消毒“自腹“切り作業も…業務増「対応は現場に丸投げ」 教員は嘆き

西日本新聞 くらし面 四宮 淳平 金沢 皓介

「疲弊する学校」(下)

 学校の役割は年々拡大、多様化している。いじめや不登校の増加にとどまらず、通学路の安全確保、学校評価の説明責任、情報教育や消費教育なども。国は外部人材の活用を促すが、多忙な現場は慢性的な人員不足に悩む。そうした中で襲ったコロナ禍。現場教員は「倍増」したともいわれる業務に追われながら、自らの立ち位置を探っている。

 福岡市の小学校に務める50代の男性教員は、6月に再開された学校の雰囲気について「学習塾のようだった」と自嘲する。

 従来の1こま45分、1日最大6こまの授業は、35分で7こまになった。休校中の遅れを取り戻すための対応も「授業はぎゅうぎゅうに押し込んでいる感じがある」。子どもに板書はほぼ取らせず、ノートに書き写させていた問題は、事前にプリント書きした分を切り取っておいてノートに貼り付けてもらうなどした。

 解き方をどうするとか、話し合う時間はない。理解の遅い子には目配りもしないといけない。プリントは手作りする必要があり、終業後、夕方からの限られた時間や、子どもたちの検温などで今まで以上に早くなった出勤をさらに早めて準備をしている。

 6年の担任。子どもたちが企画したり、運営に携わったりする運動会は中止になった。学校ならではの行事ができないことがもどかしい。夏休みも短くなる。それでも小学校の学習を終えないまま中学校に進学させるわけにはいかない。「しょうがないよね」。声に出したことはないが、新しい生活様式に順応しつつある子どもたちにも、そんな諦めが漂う。今後は、学習内容をできるだけ早めに終わらせて、せめてもの思い出作りに、校外に出る史跡巡りのついでに遠足気分を味わうなど「お楽しみの時間」を作るつもりだ。
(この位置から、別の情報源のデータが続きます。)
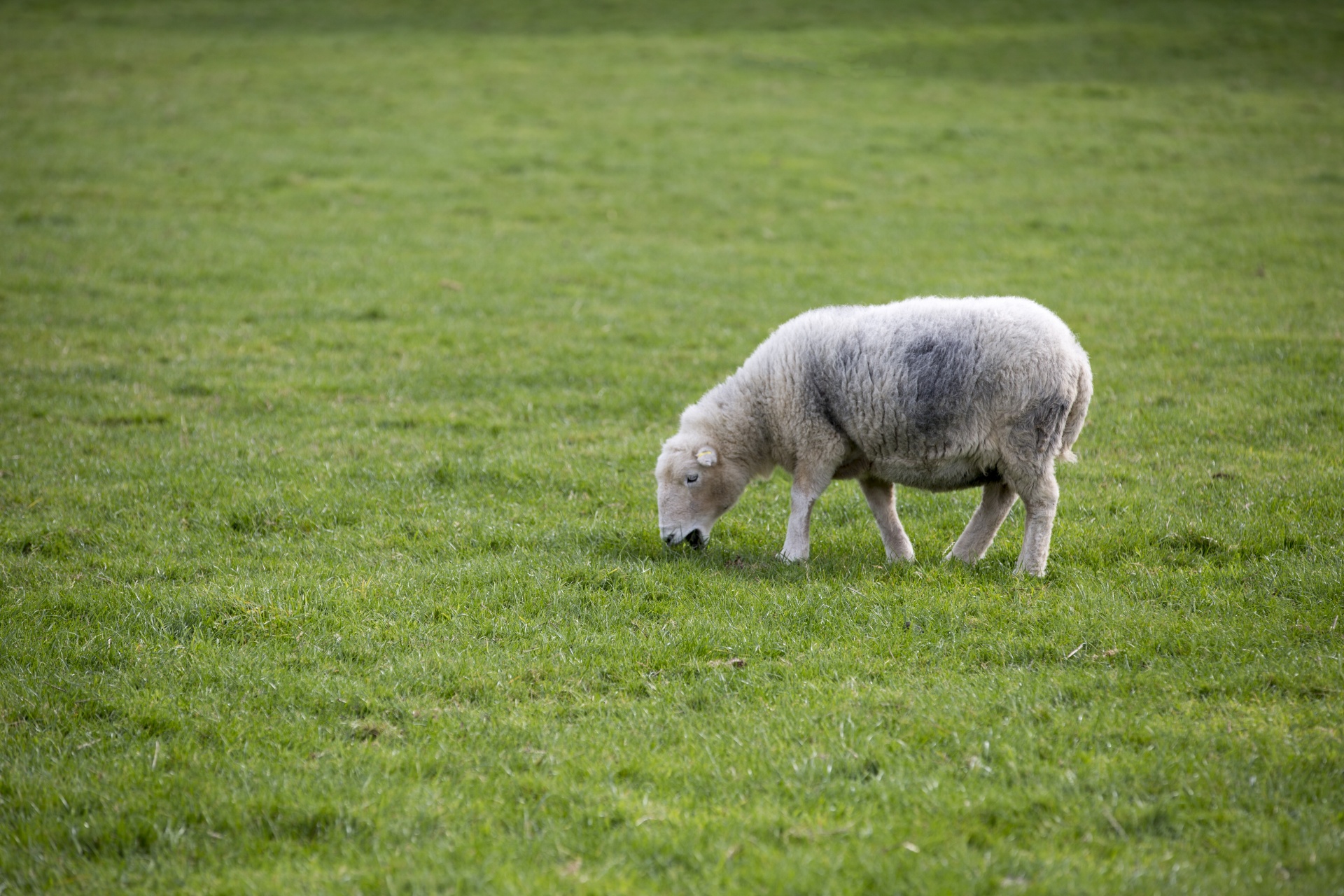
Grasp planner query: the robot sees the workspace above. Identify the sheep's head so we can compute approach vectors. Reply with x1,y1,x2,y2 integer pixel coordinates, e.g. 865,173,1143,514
653,434,751,548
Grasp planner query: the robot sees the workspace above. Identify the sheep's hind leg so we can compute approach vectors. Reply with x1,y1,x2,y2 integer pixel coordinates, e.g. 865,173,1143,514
948,482,1017,563
1014,465,1059,576
859,479,916,563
 コロナの感染を警戒しながらの学校運営で、教員の大きな負担になっているのが校内の消毒作業だ。福岡県の男性教員(30代)が務める中学校では毎日、授業を終えた午後4時半ごろから、教職員全員で手分けして消毒を始める。

 机、椅子、窓、階段の手すり、ロッカーの棚、体育で使うボール…。終わりの見えない作業が続く。再開された部活動の指導も午後7時ごろまであり、この時点で学校にいる時間はほぼ半日に上る。
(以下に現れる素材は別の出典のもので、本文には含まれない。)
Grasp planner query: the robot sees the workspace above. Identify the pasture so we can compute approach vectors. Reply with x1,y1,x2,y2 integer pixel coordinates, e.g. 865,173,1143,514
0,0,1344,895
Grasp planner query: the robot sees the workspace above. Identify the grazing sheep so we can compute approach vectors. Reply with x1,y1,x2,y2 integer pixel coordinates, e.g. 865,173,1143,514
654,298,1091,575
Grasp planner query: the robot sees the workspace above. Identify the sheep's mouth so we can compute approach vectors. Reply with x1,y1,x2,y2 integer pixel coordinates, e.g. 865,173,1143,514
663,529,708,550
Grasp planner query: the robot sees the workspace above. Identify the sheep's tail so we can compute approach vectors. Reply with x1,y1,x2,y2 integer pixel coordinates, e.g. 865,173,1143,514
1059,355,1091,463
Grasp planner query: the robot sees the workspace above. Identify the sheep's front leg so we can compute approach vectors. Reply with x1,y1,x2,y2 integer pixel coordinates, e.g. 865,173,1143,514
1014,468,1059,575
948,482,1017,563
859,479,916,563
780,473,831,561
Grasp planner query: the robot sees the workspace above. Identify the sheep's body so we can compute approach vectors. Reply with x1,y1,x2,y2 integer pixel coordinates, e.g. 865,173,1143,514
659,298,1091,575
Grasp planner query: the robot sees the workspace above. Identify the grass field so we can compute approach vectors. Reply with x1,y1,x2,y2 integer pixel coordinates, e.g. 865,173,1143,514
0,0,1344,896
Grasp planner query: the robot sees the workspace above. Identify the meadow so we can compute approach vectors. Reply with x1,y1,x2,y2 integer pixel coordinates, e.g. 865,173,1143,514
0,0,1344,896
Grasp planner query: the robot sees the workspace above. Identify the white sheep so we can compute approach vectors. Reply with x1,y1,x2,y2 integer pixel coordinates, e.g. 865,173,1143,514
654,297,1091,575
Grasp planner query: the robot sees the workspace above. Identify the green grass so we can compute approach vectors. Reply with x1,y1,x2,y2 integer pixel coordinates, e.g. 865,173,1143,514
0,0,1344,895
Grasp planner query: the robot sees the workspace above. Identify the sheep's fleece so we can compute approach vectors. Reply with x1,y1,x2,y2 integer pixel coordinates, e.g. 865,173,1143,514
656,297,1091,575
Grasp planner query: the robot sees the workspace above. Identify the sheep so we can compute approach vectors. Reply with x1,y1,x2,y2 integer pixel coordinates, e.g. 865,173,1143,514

 ボランティアを募ったり、作業員を雇ったりするケースもあるが外部の人間だと限界もある。「自分たちが忙しいのは、しょうがない」。どんなに換気をしても、学校からそんな空気が消えることはない。

 福岡県の中学校女性教員(50代)は自宅の消毒シートを持参し、モップ状の用具で作業を進める。「そもそも、なぜ教員が掃除までしなくてはならないのか」。膨大な作業の中でそんな思いが日々募る。

 生徒は普段モップを使わず、腰を折って膝をつき「己」という字を描くように床を拭く。私語は許されない。「時代錯誤。何げない生徒の本音も聞けない」。効率的に掃除できる用具は自腹。立ち止まって考え始めると、疑問だらけの方法にため息が漏れる。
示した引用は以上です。